Citrix StoreFront is a web application that provides an enterprise application store for Citrix virtual desktops and applications. It authenticates users to Citrix Virtual Apps and Desktops sites and aggregates available resources into a single portal. StoreFront writes authentication, session launch, and service events to the Windows Event Log under Citrix-prefixed event sources.
Before you begin
Make sure you have the following prerequisites:
- A Google SecOps instance
- Windows Server 2016 or later with
systemd - Network connectivity between the Bindplane agent and the internet
- If running behind a proxy, ensure firewall ports are open per the Bindplane agent requirements
- Administrative access to the Windows Server hosting Citrix StoreFront
- Citrix StoreFront 2308 or later installed and configured
Get Google SecOps ingestion authentication file
- Sign in to the Google SecOps console.
- Go to SIEM Settings > Collection Agents.

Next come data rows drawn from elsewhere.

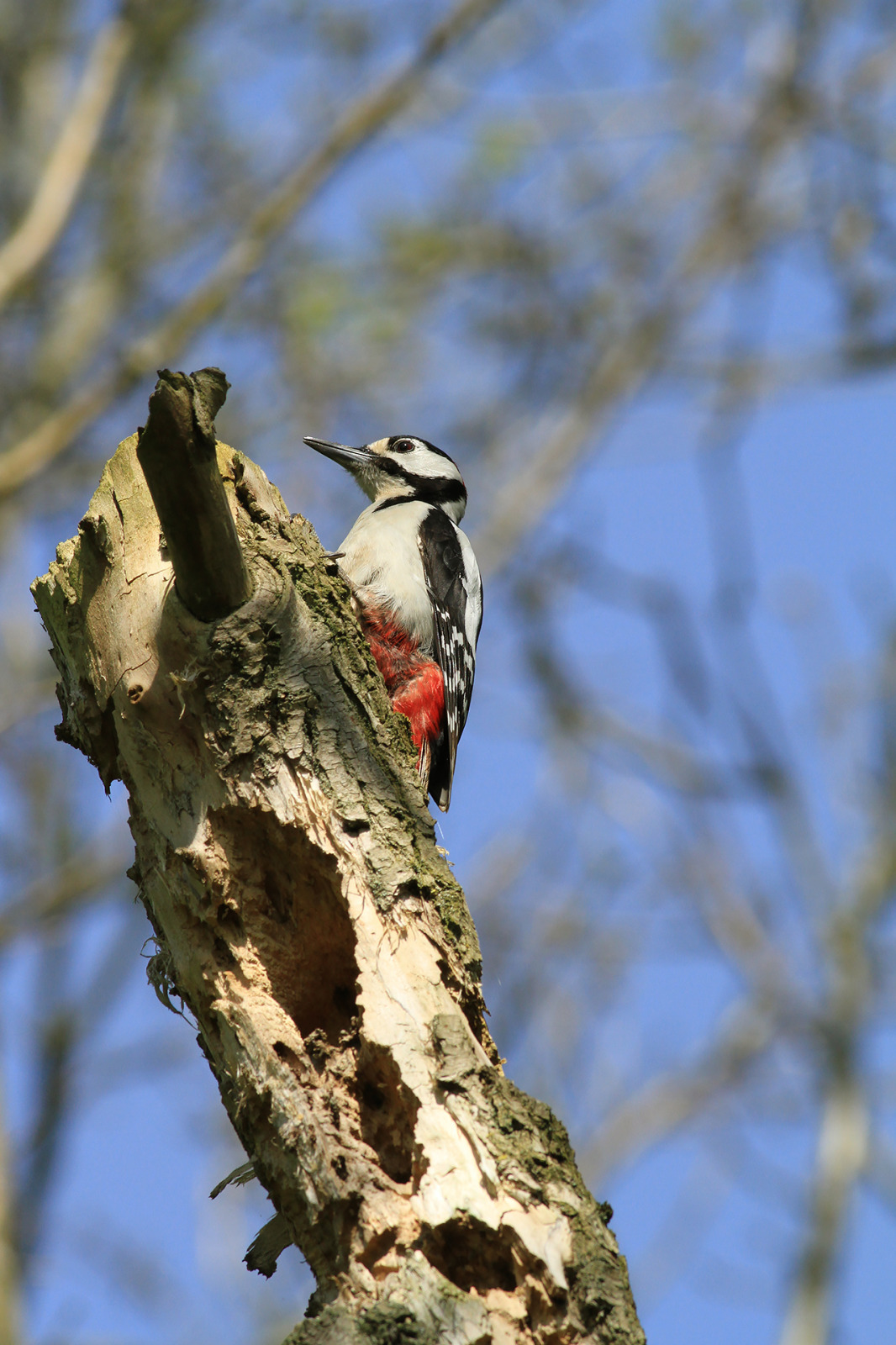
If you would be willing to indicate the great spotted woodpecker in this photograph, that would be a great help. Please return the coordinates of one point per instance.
(417, 587)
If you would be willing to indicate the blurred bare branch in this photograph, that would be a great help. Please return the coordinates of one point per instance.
(67, 165)
(362, 120)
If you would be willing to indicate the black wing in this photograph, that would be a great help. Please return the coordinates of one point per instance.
(444, 569)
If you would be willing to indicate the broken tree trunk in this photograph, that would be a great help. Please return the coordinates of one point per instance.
(306, 916)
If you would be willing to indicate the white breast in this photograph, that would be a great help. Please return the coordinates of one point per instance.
(383, 565)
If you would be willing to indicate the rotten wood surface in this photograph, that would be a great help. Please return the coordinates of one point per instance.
(177, 451)
(306, 916)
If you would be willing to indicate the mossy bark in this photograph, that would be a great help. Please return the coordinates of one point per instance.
(303, 912)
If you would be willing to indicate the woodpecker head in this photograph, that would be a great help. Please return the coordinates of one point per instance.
(401, 468)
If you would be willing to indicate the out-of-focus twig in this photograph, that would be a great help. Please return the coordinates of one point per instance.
(662, 1105)
(844, 1133)
(67, 165)
(87, 872)
(363, 120)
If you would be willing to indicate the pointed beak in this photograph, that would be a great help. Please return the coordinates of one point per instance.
(350, 457)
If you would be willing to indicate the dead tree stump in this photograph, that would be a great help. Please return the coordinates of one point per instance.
(303, 912)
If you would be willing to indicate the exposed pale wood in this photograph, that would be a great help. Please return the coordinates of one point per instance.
(304, 915)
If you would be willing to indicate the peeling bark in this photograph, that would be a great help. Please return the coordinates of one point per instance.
(306, 916)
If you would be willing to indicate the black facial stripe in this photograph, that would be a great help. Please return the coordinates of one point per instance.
(398, 439)
(436, 490)
(427, 491)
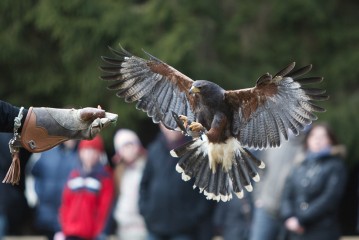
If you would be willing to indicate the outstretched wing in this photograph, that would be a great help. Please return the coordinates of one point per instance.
(273, 106)
(158, 88)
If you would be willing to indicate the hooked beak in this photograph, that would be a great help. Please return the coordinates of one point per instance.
(194, 90)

- Download the Ingestion Authentication File. Save the file securely on the system where Bindplane will be installed.
Get Google SecOps customer ID
- Sign in to the Google SecOps console.
- Go to SIEM Settings > Profile.
- Copy and save the Customer ID from the Organization Details section.
Install the Bindplane agent
Install the Bindplane agent on your Windows operating system according to the following instructions.
Windows installation
- Open Command Prompt or PowerShell as an administrator.
Run the following command:
msiexec /i "https://github.com/observIQ/bindplane-agent/releases/latest/download/observiq-otel-collector.msi" /quietWait for the installation to complete.
Verify the installation by running:
sc query observiq-otel-collector
The service should show as RUNNING.
Additional installation resources
For additional installation options and troubleshooting, see Bindplane agent installation guide.
Configure the Bindplane agent to ingest Windows Event Logs and send to Google SecOps
Locate the configuration file
- Open Command Prompt as an administrator.
Navigate to the Bindplane agent installation directory and open the configuration file:
notepad "C:\Program Files\observIQ OpenTelemetry Collector\config.yaml"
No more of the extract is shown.